24Le 28 novembre 2018, à Ambato, capitale de la province de Tungurahua, a eu lieu la deuxième réunion après celle pour la province de Bolivar et avant celle de Chimborazo. Lors du débat sur le texte de l’arrêté, de nombreuses contestations se sont fait entendre. Les critiques portaient principalement sur deux points : le texte n’était pas suffisamment solide pour être voté et les citoyen·nes n’y avaient pas été familiarisés en amont. Dans une intervention particulièrement virulente et agressive qui a mis beaucoup de gens mal à l’aise, un participant, employé d’une université régionale, a déclaré qu’il ne « comprenait pas pourquoi il était là pour valider un texte qui ne lui paraissait pas solide, pas soigné ». Ensuite, il a remis en cause la réintroduction de la vigogne : « Quel est le bénéfice pour les gens ? Quelle est l’utilité ? ». En sortant de la réunion, les organisateurs ont parlé de cette intervention. Dans un éclat de rire, la responsable de la coopération allemande s’est exclamée : « Ah lui, c’est sûr qu’on ne l’invitera plus ! ». Le système participatif tant vanté de la mise en œuvre des politiques environnementales supposerait-il l’éviction des voix contestataires potentielles ? Il semble en fait que ces processus participatifs soient un instrument [49], une technique de gouvernement [50] utilisée dans le cadre normatif plus large des « bonnes pratiques » définies au sein de l’arène internationale, de la « bonne gouvernance » [51]. Les transformations de l’action publique s’y appuient sur des outils et instruments concrets, techniques et dépolitisés. Ici, l’instrument est l’assemblée participative, qui permet de mettre en place des mécanismes d’horizontalité ambivalents, d’imposer un cadre de pensée technique, limité aux problèmes immédiats rencontré par l’aire protégée. Dès lors qu’un élément conflictuel apparaît, on le discrédite et on l’exclut comme n’étant pas capable de penser dans le cadre donné. Malgré un « refoulé du politique » qui pointe parfois [52], comme cela a été le cas avec cet intervenant opposé au texte, les instruments venus de l’arène internationale constituent donc une machine efficace de dépolitisation des enjeux, et du cadre pour les penser, et de régulation des comportements.

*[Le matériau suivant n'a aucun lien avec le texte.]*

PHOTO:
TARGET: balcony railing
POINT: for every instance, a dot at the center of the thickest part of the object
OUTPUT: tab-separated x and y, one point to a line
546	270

25La veille, lors de la première réunion dans la province de Bolivar, le texte n’avait pas été validé par les participant·es. Dans la voiture, en rentrant aux locaux de la Direction provinciale, la responsable de la coopération allemande et sa collègue fonctionnaire responsable de la réserve ont discuté de l’échec de cette réunion, appréhendant celle de la province de Tungurahua décrite plus haut.

26

Fonctionnaire responsable de la réserve – La police m’a dit qu’on aurait dû approuver le texte en interne, ne pas leur demander...
Responsable de la coopération allemande – Ce sont eux [les citoyen·nes, représentant·es des communautés] qui bénéficieraient le plus de la constitution de cette assemblée participative et ce sont eux qui bloquent le processus...[Pause] C’est aussi selon les provinces où il y a plus ou moins de culture de la participation.

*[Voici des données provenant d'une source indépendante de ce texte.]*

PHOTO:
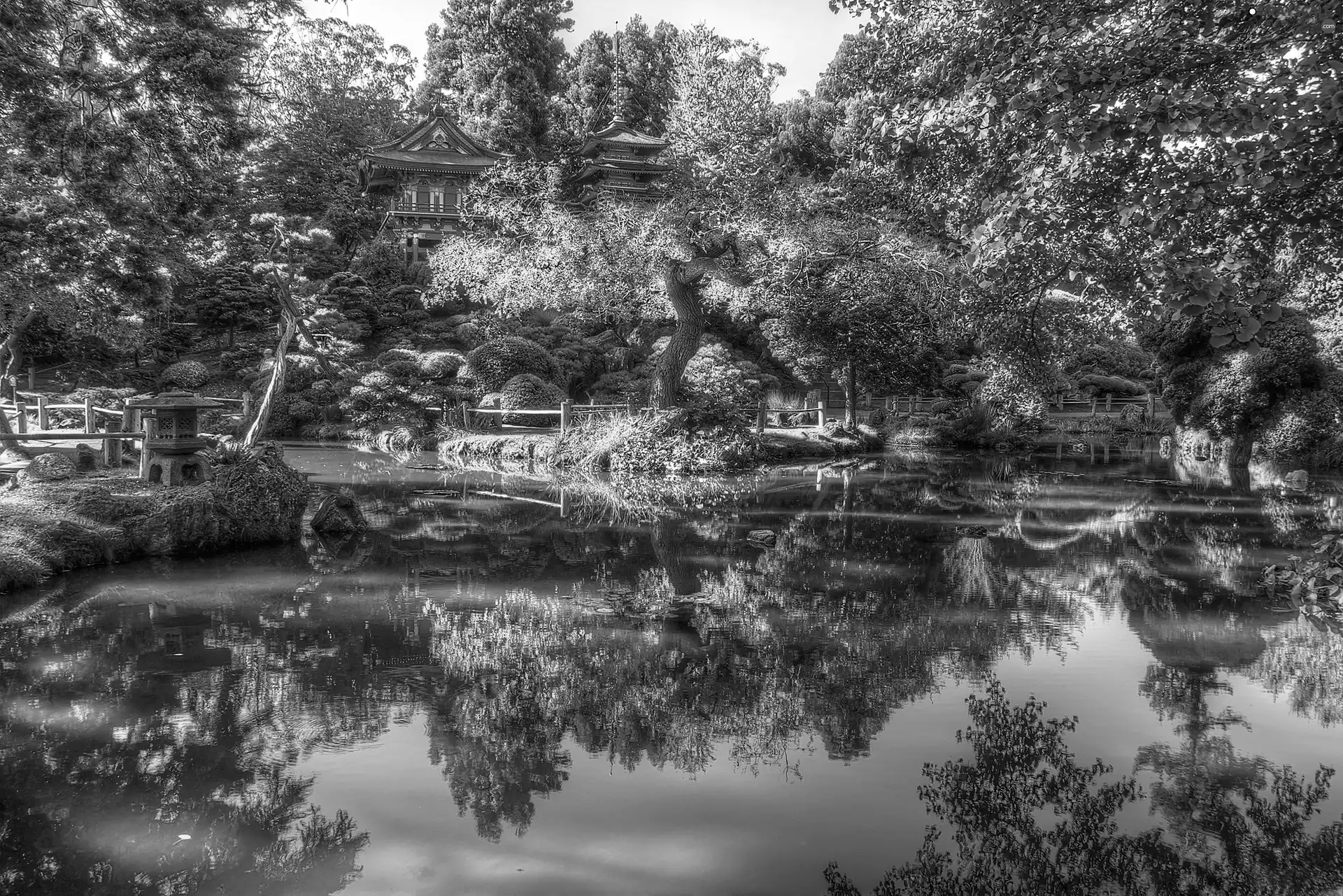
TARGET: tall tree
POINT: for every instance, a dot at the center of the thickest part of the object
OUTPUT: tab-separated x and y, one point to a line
1181	151
497	64
720	210
120	122
332	89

27Le concept de « culture de la participation » dont l’employée de la coopération allemande parle avec fierté, convaincue de l’efficacité et du bien-fondé de ses méthodes de travail, montre bien que, loin d’être une simple modalité d’action publique, la participation va de pair avec l’incorporation d’une manière de penser son rapport aux institutions et à leurs usager·es. La chargée de projet de la GIZ estime que, dans la province de Tungurahua, il y a davantage cette « culture de la participation » parce que son équipe locale travaille depuis 2014 avec les institutions de cette province. Dans celle de Chimborazo, où la coopération allemande a pris ses quartiers depuis peu (schéma), l’introduction de ce concept est récente puisque les contacts n’y étaient jusque-là pas réguliers. C’est donc bien la proximité entre employé·es de la coopération internationale et institutions déconcentrées et décentralisées de l’État qui a favorisé cette transformation de l’action publique environnementale : c’est par les pratiques quotidiennes de mise en œuvre de projets environnementaux communs qu’ont été intériorisées certaines normes de l’arène internationale.

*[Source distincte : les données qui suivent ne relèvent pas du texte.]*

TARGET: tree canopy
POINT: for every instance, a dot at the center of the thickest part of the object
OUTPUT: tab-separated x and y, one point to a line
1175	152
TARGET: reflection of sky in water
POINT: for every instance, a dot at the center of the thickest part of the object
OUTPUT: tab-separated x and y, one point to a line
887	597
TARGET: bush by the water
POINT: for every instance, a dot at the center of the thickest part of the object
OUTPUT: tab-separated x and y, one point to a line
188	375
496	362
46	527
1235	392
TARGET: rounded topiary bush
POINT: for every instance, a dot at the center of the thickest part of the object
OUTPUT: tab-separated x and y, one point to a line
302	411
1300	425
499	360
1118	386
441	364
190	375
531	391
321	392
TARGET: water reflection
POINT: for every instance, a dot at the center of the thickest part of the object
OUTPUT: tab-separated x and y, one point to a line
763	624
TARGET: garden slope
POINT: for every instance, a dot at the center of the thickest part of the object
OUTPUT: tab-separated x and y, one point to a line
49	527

28À toutes les étapes, de la conception à la mise en œuvre des politiques, le secteur de l’environnement en Équateur est intrinsèquement co-construit par les autorités publiques et les organismes de coopération internationale. Ce processus consolide la pratique de l’action publique par projet et le recours à des instruments ambivalents et normatifs issus de l’arène internationale. Dans ce secteur émergent et internationalisé, l’action publique s’opère par instrumentation, technicisation, dépolitisation des enjeux et éviction du conflit, allant jusqu’à exclure les voix contestataires si elles se font entendre malgré les dispositifs mis en place pour les contourner.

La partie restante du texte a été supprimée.